In 2007, her sister Ava got married and I went to her bridal shower prior to that.  Alexandria was there but she didn't talk to me.  The most she said was hello and that was it.  The same applied to her wedding and shortly after their brother's girlfriend was pregnant and she had a shower too.  I went to that shower with my daughter and I found myself being excluded and ignored.  I felt invisible to them and both showers were very awkward to me and I found myself deeply regretting going there.

Fast forward to present day.  I found Alexandria on Facebook and while there wasn't any interaction between us, I always made it a point to tell her happy birthday and I told her I loved how she posted updated pictures of herself and her family.  I also found out how successful she had become with her life.  She now works in the health care industry and it looks like she has a very good position where she is.  This made me very proud of her and a part of me figures that maybe it's for the best that she cut off talking to me throughout the years.  I'm not where I want to be in my life, but nevertheless, I am happy for her.  But this is what gets me.  She blocked me from her Facebook sometime last fall.  For a while, I was wondering where the pictures she posted of herself were and updated pictures of her family and I thought that maybe she outgrew Facebook and deactivated her account.
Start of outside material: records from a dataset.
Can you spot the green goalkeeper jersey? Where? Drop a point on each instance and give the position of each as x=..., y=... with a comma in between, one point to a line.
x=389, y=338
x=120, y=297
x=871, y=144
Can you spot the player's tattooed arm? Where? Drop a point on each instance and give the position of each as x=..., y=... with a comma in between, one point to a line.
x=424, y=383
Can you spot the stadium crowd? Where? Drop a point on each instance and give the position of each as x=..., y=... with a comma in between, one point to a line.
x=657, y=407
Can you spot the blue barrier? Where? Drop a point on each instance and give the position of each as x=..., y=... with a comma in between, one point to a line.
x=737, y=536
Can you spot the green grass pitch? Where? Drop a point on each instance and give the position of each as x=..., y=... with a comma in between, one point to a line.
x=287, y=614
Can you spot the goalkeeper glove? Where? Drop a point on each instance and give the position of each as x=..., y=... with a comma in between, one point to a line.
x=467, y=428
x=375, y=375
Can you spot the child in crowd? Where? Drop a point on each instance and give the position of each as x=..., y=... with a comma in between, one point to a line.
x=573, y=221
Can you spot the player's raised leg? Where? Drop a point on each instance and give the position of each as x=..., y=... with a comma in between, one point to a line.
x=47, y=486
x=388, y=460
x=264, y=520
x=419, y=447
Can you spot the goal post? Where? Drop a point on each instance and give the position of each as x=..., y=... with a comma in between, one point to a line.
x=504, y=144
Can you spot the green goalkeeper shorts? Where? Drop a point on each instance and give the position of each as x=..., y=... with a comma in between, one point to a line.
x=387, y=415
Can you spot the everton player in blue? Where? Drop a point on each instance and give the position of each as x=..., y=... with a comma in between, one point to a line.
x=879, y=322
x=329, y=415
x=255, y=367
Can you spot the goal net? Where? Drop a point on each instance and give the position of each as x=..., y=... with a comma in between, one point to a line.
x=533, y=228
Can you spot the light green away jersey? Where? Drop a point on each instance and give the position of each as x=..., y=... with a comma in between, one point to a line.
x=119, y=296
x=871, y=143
Then it came clear to me.  Ava and Vivienne posted pictures of the family.  I would see the comments people made and it looked like an incomplete conversation.  I did a search through Google to look her up to see if she still had her facebook and sure enough she did.  I would click on the link to her facebook and I got an error message telling me the account doesn't exist.  I did a search through my husband's and low and behold, there she was.  I asked my sister if she could do a search for me as well and she was nowhere to be found.

I am not angry with her at all.  I'm just hurt and I would give anything to find out why she blocked me.  I have her phone number so I have debated on calling her to find out what's going on with her.  Also, I have thought about talking to her brothers and sister about this but maybe it's best if I let it be.

I don't know what went wrong with her.  Was it something political that I posted that she didn't like or was it that we've been out of touch for so long that I'm no longer relevant to her?

Her birthday came up and I wanted to tell her so I asked her mother if she could do it for me but I never got any feedback from Vivienne.  Families, no matter if you were close at one point or not need to stick together.  I think it's wrong to cut off someone from your life who has been nothing but kind and supportive of you.

Anyway, there you have it.  It feels good to get this off my chest.